Making conservative assumptions, we show that the current official method overestimates the service output of the commercial banking industry by at least 21% (amounting to $116.8 billion in 2007:Q4 for example) and GDP by 0.3% ($52.9 billion in 2007:Q4 for example) between 1997 and 2007. The overstatement to GDP is mitigated because when the customer is another company, the official method simply re-assigns the firm’s value added to its bank, leaving GDP unchanged…the overstatement comes from counting term and credit risk premium earned by banks as part of their value added.

Pointer from Mark Thoma.

Tyler Cowen has been harping about the problem of measuring value added in financial services. He suggests that the economy is stagnating more than we think because we over-value financial services. The above paragraph says that, yes, on the one hand, we overstate the value of financial services, but on the other hand we under-estimate the value added in other sectors.

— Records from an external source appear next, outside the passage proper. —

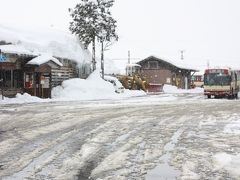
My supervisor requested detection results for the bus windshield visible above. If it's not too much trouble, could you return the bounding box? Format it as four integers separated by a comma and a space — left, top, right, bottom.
204, 73, 231, 86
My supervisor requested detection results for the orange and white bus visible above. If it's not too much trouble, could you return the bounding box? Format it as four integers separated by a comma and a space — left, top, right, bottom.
204, 68, 240, 98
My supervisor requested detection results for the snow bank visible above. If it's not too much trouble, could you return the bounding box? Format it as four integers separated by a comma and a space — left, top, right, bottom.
163, 84, 203, 94
52, 70, 146, 101
0, 93, 49, 104
213, 153, 240, 178
0, 24, 91, 65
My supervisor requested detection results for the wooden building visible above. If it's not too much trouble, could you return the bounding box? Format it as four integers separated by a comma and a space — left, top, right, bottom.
0, 45, 91, 98
137, 56, 197, 92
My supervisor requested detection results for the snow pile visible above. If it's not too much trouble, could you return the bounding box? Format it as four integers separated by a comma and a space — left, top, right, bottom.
52, 70, 146, 101
0, 24, 91, 65
0, 93, 49, 104
104, 75, 124, 93
163, 84, 203, 94
213, 153, 240, 178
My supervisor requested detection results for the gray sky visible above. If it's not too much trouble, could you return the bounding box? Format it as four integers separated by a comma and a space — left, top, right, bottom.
1, 0, 240, 69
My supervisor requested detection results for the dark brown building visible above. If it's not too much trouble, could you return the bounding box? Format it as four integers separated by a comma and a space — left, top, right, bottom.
0, 46, 90, 98
137, 56, 197, 92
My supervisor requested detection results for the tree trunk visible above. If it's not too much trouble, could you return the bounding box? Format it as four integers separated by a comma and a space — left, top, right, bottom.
101, 41, 104, 79
92, 37, 96, 71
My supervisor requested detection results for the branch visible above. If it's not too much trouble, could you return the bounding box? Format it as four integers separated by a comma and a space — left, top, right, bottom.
104, 41, 115, 51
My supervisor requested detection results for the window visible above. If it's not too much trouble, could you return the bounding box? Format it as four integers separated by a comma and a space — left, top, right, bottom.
149, 61, 158, 69
0, 70, 12, 88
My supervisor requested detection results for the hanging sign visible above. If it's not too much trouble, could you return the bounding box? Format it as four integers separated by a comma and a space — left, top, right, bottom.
0, 53, 7, 62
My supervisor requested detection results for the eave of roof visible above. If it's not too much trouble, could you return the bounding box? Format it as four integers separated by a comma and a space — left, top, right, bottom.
138, 55, 198, 71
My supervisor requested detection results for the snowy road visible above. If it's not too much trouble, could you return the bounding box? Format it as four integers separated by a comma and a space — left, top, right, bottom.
0, 94, 240, 180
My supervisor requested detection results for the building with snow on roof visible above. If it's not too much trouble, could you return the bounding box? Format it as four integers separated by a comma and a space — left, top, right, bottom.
137, 56, 198, 92
0, 24, 92, 98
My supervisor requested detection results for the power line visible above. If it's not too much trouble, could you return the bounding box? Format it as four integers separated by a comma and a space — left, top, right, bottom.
108, 58, 141, 61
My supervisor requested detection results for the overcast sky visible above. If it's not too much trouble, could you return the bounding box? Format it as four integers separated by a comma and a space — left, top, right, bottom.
1, 0, 240, 69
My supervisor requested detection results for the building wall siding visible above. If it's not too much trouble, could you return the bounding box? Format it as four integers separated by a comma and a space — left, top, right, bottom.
141, 69, 172, 84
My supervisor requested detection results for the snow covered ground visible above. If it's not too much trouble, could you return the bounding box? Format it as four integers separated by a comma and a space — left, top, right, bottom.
163, 84, 203, 94
0, 93, 240, 180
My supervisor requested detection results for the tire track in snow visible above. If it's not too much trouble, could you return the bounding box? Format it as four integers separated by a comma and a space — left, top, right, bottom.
0, 106, 144, 179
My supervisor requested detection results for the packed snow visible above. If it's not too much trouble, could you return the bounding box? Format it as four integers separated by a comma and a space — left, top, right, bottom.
1, 93, 240, 179
224, 119, 240, 135
163, 84, 203, 94
213, 153, 240, 178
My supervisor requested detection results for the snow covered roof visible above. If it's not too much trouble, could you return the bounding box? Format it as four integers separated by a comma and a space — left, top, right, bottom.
193, 71, 204, 76
0, 44, 37, 56
139, 55, 198, 71
126, 63, 141, 67
0, 24, 91, 65
27, 54, 63, 67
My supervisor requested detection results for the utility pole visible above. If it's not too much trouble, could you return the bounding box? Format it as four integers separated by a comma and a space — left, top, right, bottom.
180, 50, 185, 60
0, 50, 4, 100
207, 60, 210, 69
0, 78, 3, 100
128, 50, 130, 64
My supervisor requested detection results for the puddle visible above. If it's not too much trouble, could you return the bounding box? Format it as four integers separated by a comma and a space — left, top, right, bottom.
146, 153, 181, 180
146, 129, 183, 180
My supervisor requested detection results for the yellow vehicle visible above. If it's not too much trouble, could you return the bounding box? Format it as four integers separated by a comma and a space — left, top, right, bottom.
117, 64, 148, 91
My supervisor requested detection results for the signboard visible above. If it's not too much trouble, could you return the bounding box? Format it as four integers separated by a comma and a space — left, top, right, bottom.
0, 54, 7, 62
42, 77, 50, 88
40, 75, 45, 85
206, 69, 229, 74
166, 78, 171, 84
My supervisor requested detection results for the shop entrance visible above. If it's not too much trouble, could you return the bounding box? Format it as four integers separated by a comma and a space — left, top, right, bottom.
24, 72, 51, 98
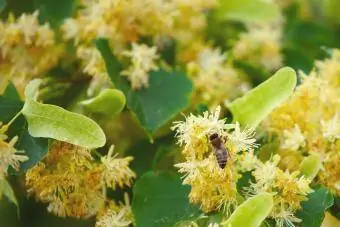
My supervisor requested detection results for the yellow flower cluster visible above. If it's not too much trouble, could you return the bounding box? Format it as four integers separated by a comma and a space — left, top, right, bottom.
232, 23, 283, 71
0, 123, 28, 178
96, 193, 133, 227
121, 43, 159, 89
61, 0, 218, 89
248, 155, 312, 227
0, 11, 63, 94
188, 47, 250, 107
266, 50, 340, 188
25, 142, 135, 220
172, 106, 257, 212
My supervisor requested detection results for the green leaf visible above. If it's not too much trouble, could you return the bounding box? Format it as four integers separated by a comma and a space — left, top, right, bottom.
80, 89, 126, 116
0, 97, 23, 123
96, 39, 193, 134
22, 80, 106, 149
132, 172, 201, 227
228, 67, 297, 128
0, 96, 48, 173
34, 0, 76, 28
3, 82, 20, 101
296, 187, 334, 227
215, 0, 280, 23
221, 192, 274, 227
127, 69, 193, 133
0, 179, 18, 208
300, 154, 322, 180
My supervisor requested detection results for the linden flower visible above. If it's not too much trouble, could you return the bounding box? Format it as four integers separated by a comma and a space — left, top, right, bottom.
319, 146, 340, 196
26, 142, 135, 219
233, 24, 283, 71
280, 124, 306, 151
77, 46, 108, 78
316, 50, 340, 87
173, 106, 258, 212
236, 150, 260, 172
248, 155, 313, 226
175, 155, 238, 213
172, 106, 227, 159
0, 11, 62, 93
101, 146, 136, 190
0, 135, 28, 178
321, 113, 340, 141
96, 194, 134, 227
229, 122, 258, 152
121, 43, 159, 90
188, 47, 250, 106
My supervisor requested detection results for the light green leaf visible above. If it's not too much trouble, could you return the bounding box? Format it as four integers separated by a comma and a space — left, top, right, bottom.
221, 192, 274, 227
132, 172, 201, 227
80, 89, 126, 116
0, 179, 18, 208
216, 0, 280, 23
300, 154, 322, 180
228, 67, 297, 128
22, 80, 106, 149
296, 187, 334, 227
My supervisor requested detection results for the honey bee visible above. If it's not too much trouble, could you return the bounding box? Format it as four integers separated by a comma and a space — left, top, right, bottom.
209, 133, 230, 169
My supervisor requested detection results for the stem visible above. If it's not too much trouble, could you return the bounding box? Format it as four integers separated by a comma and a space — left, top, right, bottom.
6, 110, 23, 127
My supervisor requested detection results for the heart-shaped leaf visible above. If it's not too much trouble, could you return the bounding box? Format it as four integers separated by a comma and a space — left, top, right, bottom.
296, 187, 334, 227
132, 172, 201, 227
22, 79, 106, 149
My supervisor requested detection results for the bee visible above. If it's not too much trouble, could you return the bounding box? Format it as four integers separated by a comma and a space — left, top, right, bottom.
209, 133, 230, 169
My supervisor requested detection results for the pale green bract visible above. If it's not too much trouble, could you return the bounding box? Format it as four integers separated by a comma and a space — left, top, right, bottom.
221, 192, 274, 227
228, 67, 297, 128
22, 79, 106, 149
300, 154, 322, 180
80, 89, 126, 116
216, 0, 280, 23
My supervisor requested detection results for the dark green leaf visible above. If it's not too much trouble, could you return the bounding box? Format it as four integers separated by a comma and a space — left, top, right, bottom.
97, 39, 193, 135
296, 187, 334, 227
34, 0, 76, 28
132, 172, 201, 227
0, 97, 23, 123
127, 69, 192, 133
3, 82, 20, 101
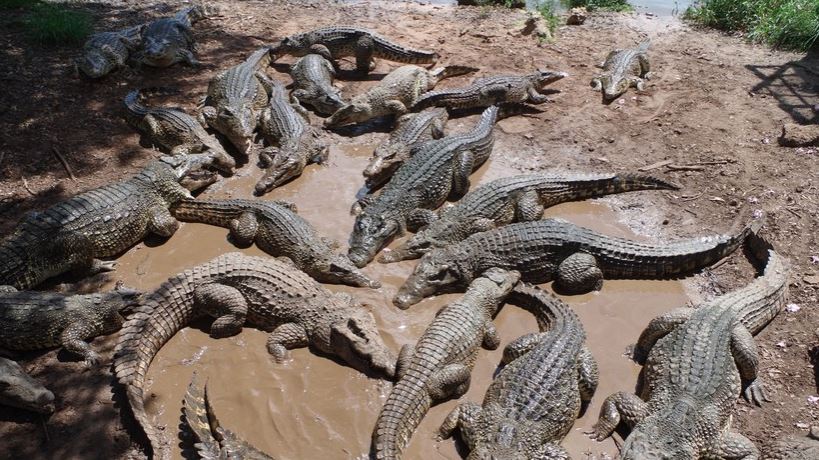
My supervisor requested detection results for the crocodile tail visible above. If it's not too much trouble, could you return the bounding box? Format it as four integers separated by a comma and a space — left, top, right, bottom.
171, 198, 243, 228
124, 89, 150, 117
372, 376, 432, 460
435, 65, 479, 80
183, 373, 223, 459
507, 283, 580, 336
609, 173, 679, 192
370, 33, 439, 64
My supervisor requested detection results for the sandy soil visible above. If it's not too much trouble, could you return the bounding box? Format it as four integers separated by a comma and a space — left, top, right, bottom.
0, 0, 817, 458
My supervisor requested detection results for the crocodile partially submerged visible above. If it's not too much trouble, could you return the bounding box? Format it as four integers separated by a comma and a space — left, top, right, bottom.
371, 268, 521, 460
0, 357, 55, 414
0, 284, 141, 366
114, 252, 395, 458
588, 236, 789, 459
363, 108, 448, 189
325, 65, 476, 128
138, 6, 204, 68
767, 427, 819, 460
290, 52, 346, 116
271, 26, 438, 74
172, 198, 380, 288
0, 156, 218, 290
394, 218, 760, 308
76, 26, 143, 79
348, 105, 501, 268
382, 172, 679, 262
439, 283, 597, 459
590, 40, 651, 102
413, 69, 567, 111
255, 79, 328, 195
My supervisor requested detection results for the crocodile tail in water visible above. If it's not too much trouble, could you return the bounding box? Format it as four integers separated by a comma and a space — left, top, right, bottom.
183, 373, 223, 459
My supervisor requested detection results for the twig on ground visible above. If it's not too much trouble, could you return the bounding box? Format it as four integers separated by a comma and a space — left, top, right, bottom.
681, 192, 703, 202
638, 159, 672, 171
667, 164, 705, 171
52, 146, 77, 182
40, 416, 50, 444
21, 176, 35, 195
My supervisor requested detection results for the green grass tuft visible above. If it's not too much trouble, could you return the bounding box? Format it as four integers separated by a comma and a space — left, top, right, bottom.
537, 1, 561, 33
24, 2, 92, 45
568, 0, 633, 12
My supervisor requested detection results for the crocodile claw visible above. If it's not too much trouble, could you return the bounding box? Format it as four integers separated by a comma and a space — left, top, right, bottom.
744, 380, 769, 406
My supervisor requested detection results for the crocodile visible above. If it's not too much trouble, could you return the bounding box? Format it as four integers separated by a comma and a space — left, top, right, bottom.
114, 252, 395, 459
124, 89, 236, 174
363, 108, 448, 189
766, 427, 819, 460
394, 217, 760, 309
202, 46, 273, 154
381, 172, 679, 262
0, 357, 55, 414
172, 198, 380, 288
271, 26, 439, 74
587, 235, 789, 460
183, 373, 273, 460
590, 39, 651, 102
438, 283, 597, 460
371, 268, 521, 460
138, 6, 204, 68
255, 79, 329, 195
290, 52, 346, 116
0, 156, 219, 290
325, 65, 477, 128
348, 105, 501, 268
76, 25, 144, 79
0, 284, 141, 366
412, 69, 568, 111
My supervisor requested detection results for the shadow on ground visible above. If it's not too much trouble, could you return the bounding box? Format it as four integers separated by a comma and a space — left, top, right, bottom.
746, 47, 819, 124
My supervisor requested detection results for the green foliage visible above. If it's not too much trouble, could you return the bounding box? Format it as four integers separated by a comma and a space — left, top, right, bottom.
472, 0, 526, 7
537, 1, 561, 33
0, 0, 37, 9
24, 2, 92, 45
568, 0, 633, 12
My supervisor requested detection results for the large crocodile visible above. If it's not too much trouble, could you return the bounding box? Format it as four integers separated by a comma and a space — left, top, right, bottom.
588, 235, 789, 460
439, 283, 597, 459
371, 268, 521, 460
590, 40, 651, 102
271, 26, 438, 74
76, 26, 144, 79
138, 6, 204, 68
255, 79, 329, 195
0, 156, 218, 290
394, 217, 760, 308
363, 108, 448, 189
290, 52, 346, 116
0, 284, 141, 366
114, 252, 395, 459
202, 46, 273, 154
348, 105, 501, 268
382, 172, 679, 262
766, 427, 819, 460
325, 64, 476, 128
413, 69, 567, 111
172, 198, 380, 288
124, 89, 236, 174
0, 357, 55, 414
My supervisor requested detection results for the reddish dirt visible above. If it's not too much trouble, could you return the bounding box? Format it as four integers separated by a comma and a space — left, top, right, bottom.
0, 1, 817, 458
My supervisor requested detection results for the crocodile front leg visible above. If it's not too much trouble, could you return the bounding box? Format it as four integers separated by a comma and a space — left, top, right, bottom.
228, 211, 259, 247
501, 332, 545, 364
438, 401, 482, 449
587, 391, 648, 441
526, 86, 550, 104
428, 363, 471, 400
514, 188, 545, 221
578, 346, 599, 405
406, 208, 438, 232
555, 252, 603, 294
638, 54, 651, 78
731, 324, 769, 405
267, 322, 309, 362
482, 322, 500, 349
631, 76, 647, 91
61, 322, 103, 366
710, 430, 760, 459
632, 307, 695, 364
308, 44, 333, 60
450, 149, 475, 200
88, 258, 118, 275
194, 283, 249, 338
178, 49, 201, 67
355, 35, 376, 73
148, 206, 180, 237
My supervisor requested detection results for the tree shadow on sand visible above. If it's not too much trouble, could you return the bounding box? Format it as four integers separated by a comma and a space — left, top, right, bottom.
745, 46, 819, 125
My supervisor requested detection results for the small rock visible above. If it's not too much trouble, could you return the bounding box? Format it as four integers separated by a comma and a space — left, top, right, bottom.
807, 395, 819, 404
780, 123, 819, 147
803, 275, 819, 285
776, 341, 787, 348
796, 422, 811, 429
566, 7, 587, 25
810, 255, 819, 264
785, 303, 801, 313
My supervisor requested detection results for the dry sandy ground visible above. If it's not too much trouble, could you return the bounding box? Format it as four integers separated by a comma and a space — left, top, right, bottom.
0, 0, 817, 458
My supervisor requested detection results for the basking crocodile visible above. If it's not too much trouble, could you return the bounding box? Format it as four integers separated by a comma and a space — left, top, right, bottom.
0, 284, 141, 366
325, 65, 476, 127
138, 6, 204, 68
290, 52, 346, 116
255, 79, 329, 195
0, 357, 55, 414
439, 283, 597, 459
202, 46, 273, 154
394, 217, 760, 308
172, 198, 380, 288
767, 427, 819, 460
363, 108, 448, 189
588, 236, 789, 460
76, 26, 143, 79
348, 105, 501, 268
124, 89, 236, 174
0, 156, 218, 290
382, 172, 679, 262
183, 373, 273, 460
590, 40, 651, 102
271, 26, 438, 74
413, 69, 568, 111
371, 268, 521, 460
114, 252, 395, 459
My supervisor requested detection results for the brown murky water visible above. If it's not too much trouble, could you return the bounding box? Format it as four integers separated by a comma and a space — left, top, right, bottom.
105, 143, 689, 459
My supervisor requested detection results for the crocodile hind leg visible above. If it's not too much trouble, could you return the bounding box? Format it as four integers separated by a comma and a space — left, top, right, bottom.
514, 189, 545, 221
731, 325, 769, 406
586, 392, 648, 441
355, 35, 376, 73
267, 323, 309, 362
578, 346, 599, 405
228, 211, 259, 247
632, 307, 695, 364
406, 208, 438, 232
60, 322, 103, 367
554, 252, 603, 294
395, 344, 414, 380
711, 430, 760, 460
437, 402, 482, 448
148, 206, 180, 237
428, 363, 471, 401
535, 444, 571, 460
450, 149, 475, 200
638, 53, 651, 79
194, 283, 248, 338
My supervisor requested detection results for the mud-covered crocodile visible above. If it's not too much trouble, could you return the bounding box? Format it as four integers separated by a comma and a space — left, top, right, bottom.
255, 79, 328, 195
439, 283, 597, 459
0, 156, 218, 290
124, 89, 236, 173
394, 217, 760, 308
766, 427, 819, 460
114, 252, 395, 459
325, 65, 476, 127
413, 69, 567, 111
0, 356, 55, 414
271, 26, 439, 74
371, 268, 521, 460
0, 284, 140, 366
363, 108, 448, 189
588, 235, 789, 459
76, 25, 144, 79
172, 198, 380, 288
138, 6, 204, 68
290, 52, 346, 116
383, 172, 679, 262
590, 40, 651, 102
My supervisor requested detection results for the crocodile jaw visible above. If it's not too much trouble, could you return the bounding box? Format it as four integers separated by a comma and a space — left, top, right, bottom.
0, 358, 55, 414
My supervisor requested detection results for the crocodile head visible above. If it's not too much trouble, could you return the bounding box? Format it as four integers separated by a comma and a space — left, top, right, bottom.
76, 44, 120, 79
534, 69, 569, 88
201, 100, 257, 154
363, 142, 407, 189
324, 102, 373, 128
141, 36, 176, 67
327, 293, 395, 379
292, 88, 346, 117
273, 35, 309, 56
393, 250, 464, 309
348, 214, 402, 268
315, 254, 382, 289
591, 74, 629, 102
82, 285, 143, 333
0, 358, 55, 414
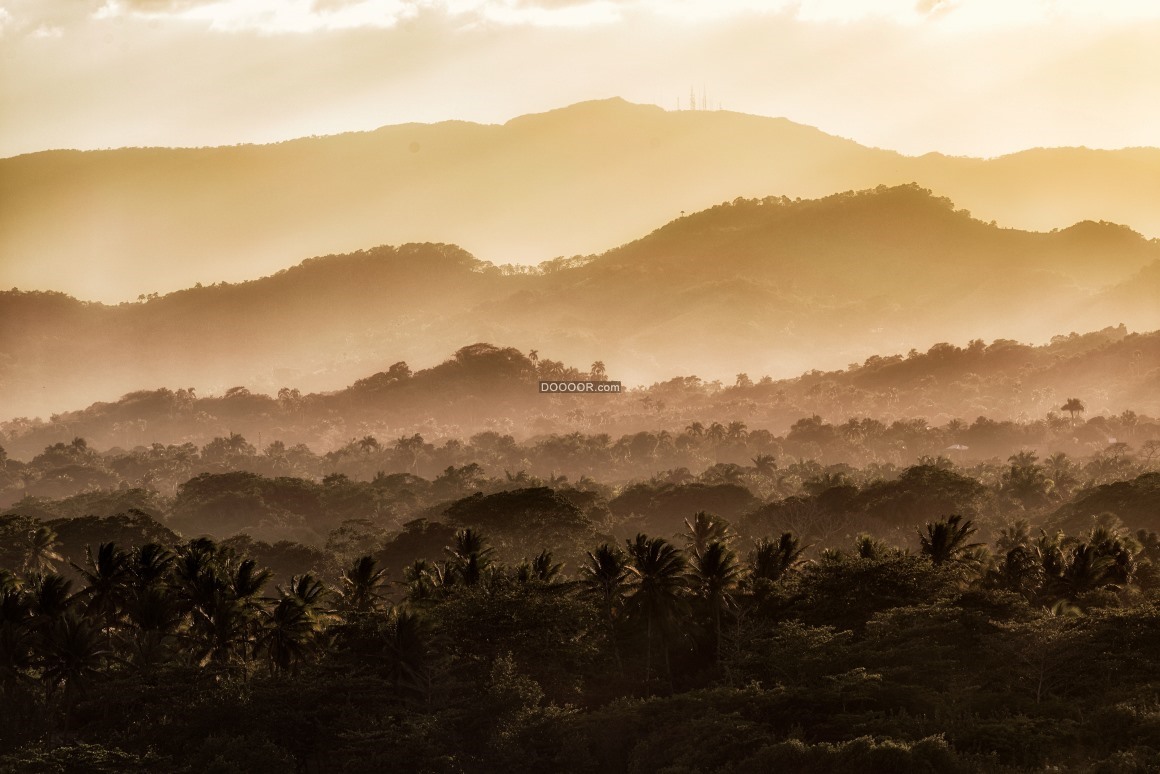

Quite apart from statistics, there is the issue of whether resources devoted to financial services produce commensurate increases in well-being, or whether instead they earn rents by writing out-of-the-money options. In the latter case, the managers who write the options may be able to get out before those options have to pay out. Or the institution can be bailed out altogether. Either way, you could get too many out-of-the-money options written, to much rent earned by managers who write them, and too few resources going to more productive uses.